Die Rechnung stammt vollstaendig aus der Logik des Geraets und ueberlebt
deshalb ein Funkloch: der Datensatz kommt spaeter, traegt aber seine eigene
Zeit (2026.9.1.2/.3).
Die Klemme ist der wichtigere Teil: war das Signal nicht laenger als der
Nachlauf, wurde nicht gefahren - Ende auf den Beginn geklemmt, MINDESTDAUER_S
verwirft den Vorgang.
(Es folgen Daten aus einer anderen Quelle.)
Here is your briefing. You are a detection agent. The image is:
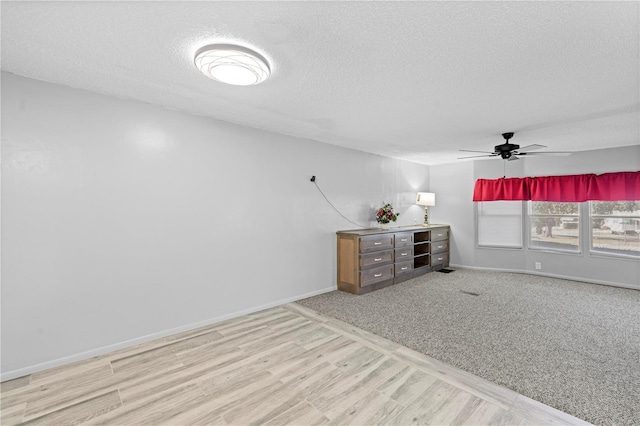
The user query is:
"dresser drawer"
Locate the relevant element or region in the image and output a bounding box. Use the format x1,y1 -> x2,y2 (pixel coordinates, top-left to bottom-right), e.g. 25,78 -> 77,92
431,253 -> 449,267
395,261 -> 413,276
431,240 -> 449,254
360,264 -> 394,287
431,228 -> 449,241
394,247 -> 414,261
360,234 -> 394,253
394,232 -> 414,247
360,250 -> 393,268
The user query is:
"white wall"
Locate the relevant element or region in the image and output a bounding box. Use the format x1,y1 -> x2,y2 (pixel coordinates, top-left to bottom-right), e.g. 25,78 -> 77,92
431,145 -> 640,289
428,161 -> 476,267
1,73 -> 430,379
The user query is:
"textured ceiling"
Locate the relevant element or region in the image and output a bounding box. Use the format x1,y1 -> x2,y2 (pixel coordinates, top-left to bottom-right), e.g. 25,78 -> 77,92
2,1 -> 639,165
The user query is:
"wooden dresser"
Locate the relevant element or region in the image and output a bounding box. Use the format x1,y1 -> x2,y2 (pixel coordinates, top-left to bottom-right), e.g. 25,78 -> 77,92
336,225 -> 450,295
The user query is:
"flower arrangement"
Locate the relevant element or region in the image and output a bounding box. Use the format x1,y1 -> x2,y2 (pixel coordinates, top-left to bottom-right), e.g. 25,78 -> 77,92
376,202 -> 399,224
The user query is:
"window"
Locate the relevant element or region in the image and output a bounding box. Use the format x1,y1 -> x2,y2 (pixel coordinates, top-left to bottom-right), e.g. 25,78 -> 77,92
477,201 -> 523,248
590,201 -> 640,258
528,202 -> 580,253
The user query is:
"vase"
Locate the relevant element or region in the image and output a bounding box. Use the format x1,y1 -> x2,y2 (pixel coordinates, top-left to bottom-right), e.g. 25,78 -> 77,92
380,223 -> 390,230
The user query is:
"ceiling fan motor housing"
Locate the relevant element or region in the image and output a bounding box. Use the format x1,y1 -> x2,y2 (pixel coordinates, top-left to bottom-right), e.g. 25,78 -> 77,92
496,132 -> 517,158
495,143 -> 519,158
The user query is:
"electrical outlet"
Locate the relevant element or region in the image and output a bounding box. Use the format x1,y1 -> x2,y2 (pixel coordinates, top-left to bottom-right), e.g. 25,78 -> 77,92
535,262 -> 542,270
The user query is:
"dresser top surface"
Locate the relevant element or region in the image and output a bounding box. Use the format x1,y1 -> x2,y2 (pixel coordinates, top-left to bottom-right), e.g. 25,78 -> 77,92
337,224 -> 449,236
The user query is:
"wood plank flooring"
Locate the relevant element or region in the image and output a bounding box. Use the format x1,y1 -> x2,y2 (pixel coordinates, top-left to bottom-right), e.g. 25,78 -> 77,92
0,303 -> 591,425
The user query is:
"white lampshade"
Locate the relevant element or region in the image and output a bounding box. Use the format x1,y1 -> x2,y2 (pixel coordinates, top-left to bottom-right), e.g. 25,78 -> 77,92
416,192 -> 435,207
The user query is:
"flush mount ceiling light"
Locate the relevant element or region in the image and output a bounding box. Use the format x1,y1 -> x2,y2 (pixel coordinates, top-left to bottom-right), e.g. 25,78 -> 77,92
194,44 -> 270,86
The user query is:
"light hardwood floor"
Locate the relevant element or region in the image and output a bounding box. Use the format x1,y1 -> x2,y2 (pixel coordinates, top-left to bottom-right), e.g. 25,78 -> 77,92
0,303 -> 591,425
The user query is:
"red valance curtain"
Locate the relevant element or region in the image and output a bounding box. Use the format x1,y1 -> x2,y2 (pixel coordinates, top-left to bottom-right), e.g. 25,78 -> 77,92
473,171 -> 640,202
528,174 -> 591,202
473,178 -> 530,201
587,171 -> 640,201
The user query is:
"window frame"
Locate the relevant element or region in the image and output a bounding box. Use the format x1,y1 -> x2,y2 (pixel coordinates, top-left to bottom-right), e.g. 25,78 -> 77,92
476,201 -> 524,250
588,201 -> 640,260
527,201 -> 582,254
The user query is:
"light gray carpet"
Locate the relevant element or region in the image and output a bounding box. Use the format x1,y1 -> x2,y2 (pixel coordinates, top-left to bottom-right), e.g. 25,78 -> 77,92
297,269 -> 640,425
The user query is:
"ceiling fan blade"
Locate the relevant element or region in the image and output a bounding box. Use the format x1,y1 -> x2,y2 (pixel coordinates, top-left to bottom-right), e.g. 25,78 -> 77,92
518,152 -> 572,157
459,149 -> 494,154
517,144 -> 546,153
457,154 -> 498,159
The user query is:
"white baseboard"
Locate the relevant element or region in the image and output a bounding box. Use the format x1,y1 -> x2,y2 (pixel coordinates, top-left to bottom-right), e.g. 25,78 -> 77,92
449,263 -> 640,291
0,285 -> 337,382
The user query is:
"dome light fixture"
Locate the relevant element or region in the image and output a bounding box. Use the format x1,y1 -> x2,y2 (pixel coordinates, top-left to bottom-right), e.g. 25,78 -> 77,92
194,44 -> 271,86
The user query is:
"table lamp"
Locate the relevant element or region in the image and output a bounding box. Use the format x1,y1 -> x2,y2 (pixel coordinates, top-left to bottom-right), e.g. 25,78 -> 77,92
416,192 -> 435,226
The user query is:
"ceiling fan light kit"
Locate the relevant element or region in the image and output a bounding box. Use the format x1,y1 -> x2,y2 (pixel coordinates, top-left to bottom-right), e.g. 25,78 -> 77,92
458,132 -> 572,161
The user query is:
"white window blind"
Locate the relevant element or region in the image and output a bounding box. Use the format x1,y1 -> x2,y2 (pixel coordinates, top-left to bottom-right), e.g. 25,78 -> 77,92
477,201 -> 523,248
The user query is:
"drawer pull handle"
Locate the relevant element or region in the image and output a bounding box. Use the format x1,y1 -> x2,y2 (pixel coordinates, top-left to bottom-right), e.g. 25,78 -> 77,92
438,257 -> 443,261
374,258 -> 382,261
401,252 -> 408,256
438,245 -> 443,249
401,238 -> 408,242
374,242 -> 382,245
401,267 -> 408,270
437,233 -> 443,237
374,273 -> 382,277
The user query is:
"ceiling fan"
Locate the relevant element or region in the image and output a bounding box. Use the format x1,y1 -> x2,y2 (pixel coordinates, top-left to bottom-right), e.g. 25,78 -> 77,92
458,132 -> 572,161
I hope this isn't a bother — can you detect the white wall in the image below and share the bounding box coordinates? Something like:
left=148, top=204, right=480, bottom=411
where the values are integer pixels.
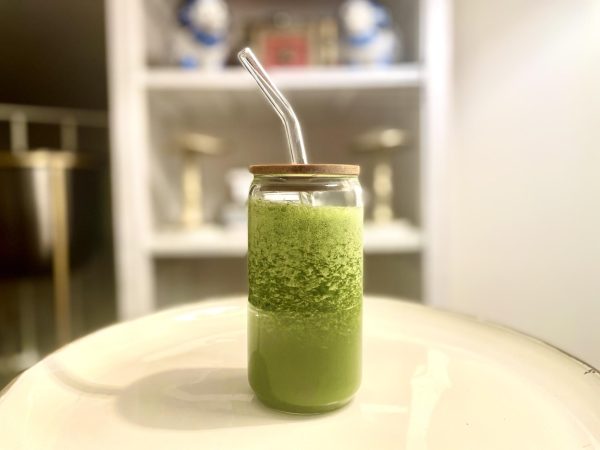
left=446, top=1, right=600, bottom=367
Ohne sie entstuende aus dreissig Sekunden Zuendung eine
Viertelstunde Fahrt.
_nachlauf_gegenpruefen() vergleicht das gerechnete Ende mit dem beobachteten
Zuendungswechsel und warnt ab 120 s Abweichung, ohne zu korrigieren. Wie genau
"Zuendung aus" bekannt ist, haengt am Operanden des Zuendungs-I/O-Elements; er
steht auf 3 (nach der Reihenfolge in der Teltonika-Doku "Monitoring", also
kein eigener Datensatz je Wechsel). Solange das nicht feststeht, waere ein
Umschalten auf den beobachteten Wert eine Verschlechterung.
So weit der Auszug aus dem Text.